Care International’s income has fallen by 10 per cent in the last year from £43.7m in 2012 to £39.2m in 2013.
In its new accounts for the year ending June 2013, the charity says the drop in income has been due to “a number of ongoing projects ending” and that while new projects have been started, this new income will not be realised until the next financial year.
Expenditure fell in line with the tail off income, from £45.5m to £34.5m, so the charity was able to maintain its reserves.
Corporate income bucked the downward trend, increasing by 8 per cent growing from £4.6m in 2012 to £4.9m in 2013. The report notes that “the private sector plays an increasingly important role”.
Last year Care International’s corporate partners included Barclays, GlaxoSmithKline and Diageo.
The average number of employees was 111, with the staff costs amounting to £4.8m. There were four people earning more than £60,000, the same as last year, but the highest pay bracket went up from the £100,001 to £110,000 bracket to £110,001 to £120,000.
Lendwithcare growth
Care International’s microloan site, Lendwithcare.org, recruited 5,500 new lenders over the year.

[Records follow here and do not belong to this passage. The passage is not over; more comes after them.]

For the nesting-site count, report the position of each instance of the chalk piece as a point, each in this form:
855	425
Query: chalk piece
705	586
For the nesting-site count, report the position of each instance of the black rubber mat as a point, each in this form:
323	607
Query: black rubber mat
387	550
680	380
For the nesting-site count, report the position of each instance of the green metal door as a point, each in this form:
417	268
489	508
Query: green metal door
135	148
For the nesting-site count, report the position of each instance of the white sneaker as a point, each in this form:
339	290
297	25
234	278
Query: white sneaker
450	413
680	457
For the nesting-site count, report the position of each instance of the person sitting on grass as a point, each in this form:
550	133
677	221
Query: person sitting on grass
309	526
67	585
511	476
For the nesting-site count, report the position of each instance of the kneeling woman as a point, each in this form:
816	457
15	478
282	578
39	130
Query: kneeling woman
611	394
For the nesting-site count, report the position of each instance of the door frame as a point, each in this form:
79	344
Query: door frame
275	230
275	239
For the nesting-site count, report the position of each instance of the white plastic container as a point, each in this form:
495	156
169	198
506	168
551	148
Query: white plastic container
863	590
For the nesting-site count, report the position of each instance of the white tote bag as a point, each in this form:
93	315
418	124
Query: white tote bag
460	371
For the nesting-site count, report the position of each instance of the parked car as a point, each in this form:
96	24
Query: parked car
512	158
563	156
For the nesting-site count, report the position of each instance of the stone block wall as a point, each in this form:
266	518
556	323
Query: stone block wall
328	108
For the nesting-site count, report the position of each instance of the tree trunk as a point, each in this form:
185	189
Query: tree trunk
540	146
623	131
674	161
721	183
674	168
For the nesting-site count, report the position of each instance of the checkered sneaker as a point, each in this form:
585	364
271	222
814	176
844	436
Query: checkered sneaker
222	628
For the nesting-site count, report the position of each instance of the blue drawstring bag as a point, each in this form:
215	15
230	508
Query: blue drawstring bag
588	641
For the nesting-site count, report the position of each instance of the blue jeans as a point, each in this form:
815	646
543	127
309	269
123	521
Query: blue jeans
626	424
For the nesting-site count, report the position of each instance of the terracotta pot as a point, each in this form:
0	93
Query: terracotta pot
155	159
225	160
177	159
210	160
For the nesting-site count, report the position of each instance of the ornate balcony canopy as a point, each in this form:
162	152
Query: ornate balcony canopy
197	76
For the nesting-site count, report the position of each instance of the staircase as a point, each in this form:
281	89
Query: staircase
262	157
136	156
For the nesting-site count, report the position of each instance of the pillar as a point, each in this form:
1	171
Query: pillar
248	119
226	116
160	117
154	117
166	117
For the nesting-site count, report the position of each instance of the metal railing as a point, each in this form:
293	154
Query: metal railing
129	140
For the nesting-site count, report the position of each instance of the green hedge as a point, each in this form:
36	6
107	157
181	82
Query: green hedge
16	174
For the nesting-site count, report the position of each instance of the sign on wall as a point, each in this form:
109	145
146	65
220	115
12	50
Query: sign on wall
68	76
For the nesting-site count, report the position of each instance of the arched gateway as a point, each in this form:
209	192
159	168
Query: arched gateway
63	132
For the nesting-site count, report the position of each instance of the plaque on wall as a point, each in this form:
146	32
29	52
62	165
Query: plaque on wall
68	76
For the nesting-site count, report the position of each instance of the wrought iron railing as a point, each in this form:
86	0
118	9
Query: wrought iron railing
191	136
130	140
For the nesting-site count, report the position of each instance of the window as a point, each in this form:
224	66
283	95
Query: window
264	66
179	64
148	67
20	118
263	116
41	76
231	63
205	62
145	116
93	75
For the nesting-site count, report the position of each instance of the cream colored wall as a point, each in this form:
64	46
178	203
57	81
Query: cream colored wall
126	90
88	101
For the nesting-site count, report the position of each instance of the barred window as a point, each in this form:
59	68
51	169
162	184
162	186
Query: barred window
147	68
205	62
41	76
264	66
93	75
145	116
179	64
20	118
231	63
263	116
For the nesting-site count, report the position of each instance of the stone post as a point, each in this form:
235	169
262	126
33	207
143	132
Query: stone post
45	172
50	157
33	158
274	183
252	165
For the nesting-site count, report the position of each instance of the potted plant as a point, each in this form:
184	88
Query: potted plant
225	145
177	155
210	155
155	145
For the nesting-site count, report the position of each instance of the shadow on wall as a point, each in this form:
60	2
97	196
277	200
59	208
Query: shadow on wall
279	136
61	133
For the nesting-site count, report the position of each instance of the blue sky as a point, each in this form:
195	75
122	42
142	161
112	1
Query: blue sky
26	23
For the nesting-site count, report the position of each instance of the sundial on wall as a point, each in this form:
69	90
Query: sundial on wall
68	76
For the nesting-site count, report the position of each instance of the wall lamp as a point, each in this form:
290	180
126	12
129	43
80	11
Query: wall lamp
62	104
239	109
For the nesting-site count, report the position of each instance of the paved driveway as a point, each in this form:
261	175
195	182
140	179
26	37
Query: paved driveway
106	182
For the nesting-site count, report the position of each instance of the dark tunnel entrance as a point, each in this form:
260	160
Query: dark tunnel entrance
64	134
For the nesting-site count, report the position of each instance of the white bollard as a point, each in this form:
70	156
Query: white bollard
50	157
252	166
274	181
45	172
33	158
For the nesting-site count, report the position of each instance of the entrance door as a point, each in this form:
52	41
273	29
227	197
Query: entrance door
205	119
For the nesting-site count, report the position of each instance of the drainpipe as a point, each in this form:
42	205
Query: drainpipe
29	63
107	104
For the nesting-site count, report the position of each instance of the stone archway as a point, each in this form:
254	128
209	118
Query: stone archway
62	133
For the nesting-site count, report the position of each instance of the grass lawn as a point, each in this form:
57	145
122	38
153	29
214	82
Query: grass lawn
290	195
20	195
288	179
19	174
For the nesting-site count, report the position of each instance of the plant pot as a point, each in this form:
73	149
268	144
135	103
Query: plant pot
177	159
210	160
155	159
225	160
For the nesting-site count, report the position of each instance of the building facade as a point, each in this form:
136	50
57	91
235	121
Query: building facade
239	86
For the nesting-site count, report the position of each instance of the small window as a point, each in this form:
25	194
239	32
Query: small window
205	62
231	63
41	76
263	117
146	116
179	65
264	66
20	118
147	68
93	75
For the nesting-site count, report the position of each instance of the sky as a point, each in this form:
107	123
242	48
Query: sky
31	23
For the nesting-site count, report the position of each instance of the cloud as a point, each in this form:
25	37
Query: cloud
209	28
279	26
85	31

The total amount lent by individuals as part of the peer-to-peer scheme is now £2.7m. The scheme launched at the end of 2010 and reached the £1m milestone in July 2012.
Last December, Care International's chief executive Geoffrey Dennis left after ten years with the organisation. He has joined Reach to Teach as CEO. The charity is still in the process of appointing a new chief executive.